A recent Herald story focused on the discontent of parents and students affected by the latest change in the high school attendance area for Central and Red River (" New school boundary lines draw ire ," Page A3, March 8). The complaints are based mainly on the proximity question of the new Central attendance boundary that now extends to within four blocks of Red River.

I truly understand that this will be an adjustment for some. In fact, my own son was affected by the change in the middle school attendance area. He will be required to attend a different middle school than the one his brother has attended for the past three years.

I just hope that those who feel like they are being forced into a lesser choice for high schools would have conversations with current Central students. Ask them how many new friends at Central they made their freshmen year. Ask them if they felt comfortable and welcome at Central. Ask them if they feel like Central is a place where you can fit in and stand out at the same time.


Other recent Herald stories have described the ongoing debate between the school district and the city over parking for Central students and staff. Then, compound that situation with the prospect of a new library being built right on top of the current Central staff parking lot and its nearly 100 badly needed spaces.

It has taken more than a decade to improve the parking situation around Central, and now we are faced with the possibility that it will be worse than ever before. I'm not against a new library, but there just isn't enough room near Central.

And I won't sidestep the story that dominated the Herald's headlines earlier this month. I'm not going to share publicly the emotions that many of my colleagues and I felt about that story, but those who know us personally know how much it has affected us.

All I will say is that for every teacher across the country who makes headlines such as that, there are hundreds of thousands of teachers who never will.

Beyond our building, I know there are thousands of Central alumni who know how special this place is.
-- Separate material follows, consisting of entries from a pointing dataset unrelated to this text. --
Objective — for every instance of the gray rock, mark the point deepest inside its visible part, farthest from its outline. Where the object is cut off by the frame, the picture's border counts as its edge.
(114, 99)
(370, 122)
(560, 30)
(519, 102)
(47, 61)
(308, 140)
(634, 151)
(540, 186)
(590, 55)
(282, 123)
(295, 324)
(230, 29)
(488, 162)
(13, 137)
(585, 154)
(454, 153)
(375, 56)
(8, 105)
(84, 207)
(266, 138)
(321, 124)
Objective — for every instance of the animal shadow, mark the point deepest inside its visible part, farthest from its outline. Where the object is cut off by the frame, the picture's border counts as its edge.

Many have taken a science class from Mr. Ames or been a part of Mrs. Aleshire's pep band. Others have learned lessons about Shakespeare from Mr. Frette or lessons about character and commitment from Coach Berg.

This past fall, Central honored another class of distinguished alumni who are considered national leaders in their fields. Last month, a tremendous group of student-athletes was inducted into the Grand Forks Central Athletic Hall of Fame, a Hall of Fame that includes former NBA, NHL and NFL players along with Olympians.

On a regular basis, I see my teaching colleagues take home large piles of papers. Those colleagues work nights and weekends to give their students the best educational experience they can - and our test scores show that.

Earlier this month, I judged a speech tournament at Central and watched speech adviser Yvonne Kalka work more than 10 straight hours coordinating a huge speech meet, then spend the next two hours doing hair and makeup for the drama department's awesome production of "The Addams Family."


I know Central teachers who also coach and who put in more than 60 hours a week for months at a time. I see miracle workers in our special education department who never give up on kids.

And every year, I see Central students do amazing things, whether it's excelling on the stage, on the playing field or in the classroom.

Eighteen years ago, Central took a chance on an English teacher fresh out of college to be its head wrestling coach; and for that, I am forever grateful. I love my job. I look forward to going to work every day, and I can't imagine being anywhere else.

They say that if you love what you do, you never have to work a day in your life. Central has done that for me.

Berglund is an English teacher at Central High School. He also is the school newspaper and yearbook adviser.